CXCR3 is able to regulate leukocyte trafficking. Binding of chemokines to CXCR3 induces various cellular responses, most notably integrin activation, cytoskeletal changes and chemotactic migration. CXCR3-ligand interaction attracts Th1 cells and promotes Th1 cell maturation.
As a consequence of chemokine-induced cellular desensitization (phosphorylation-dependent receptor internalization), cellular responses are typically rapid and short in duration. Cellular responsiveness is restored after dephosphorylation of intracellular receptors and subsequent recycling to the cell surface. A hallmark of CXCR3 is its prominent expression in in vitro cultured effector/memory T cells, and in T cells present in many types of inflamed tissues. In addition, CXCL9, CXCL10 and CXCL11 are commonly produced by local cells in inflammatory lesion, suggesting that CXCR3 and its chemokines participate in the recruitment of inflammatory cells. Additionally, CXCR3 has been implicated in wound healing.

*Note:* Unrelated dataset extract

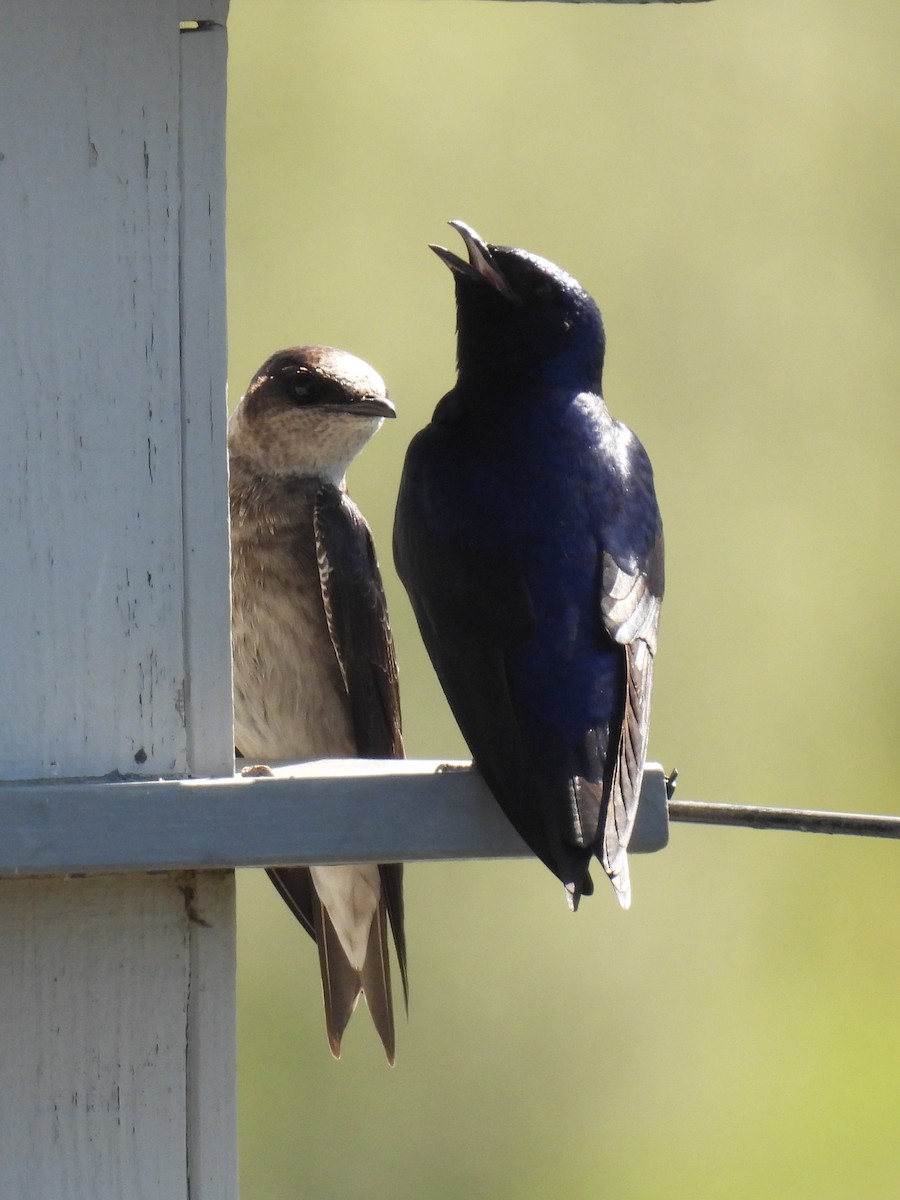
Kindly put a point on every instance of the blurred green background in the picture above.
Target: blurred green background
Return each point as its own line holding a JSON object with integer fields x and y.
{"x": 725, "y": 179}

CXCR3 has been implicated in the following diseases, atherosclerosis, multiple sclerosis, pulmonary fibrosis, type 1 diabetes, autoimmune myasthenia gravis, nephrotoxic nephritis, acute cardiac allograft rejection and possibly Celiac Disease. Development of agents to block CXCR3-ligand interactions may provide new ways to treat these diseases.
Strikes me that if gliadin can bind to CXCR3 it can cause all manner of mischief.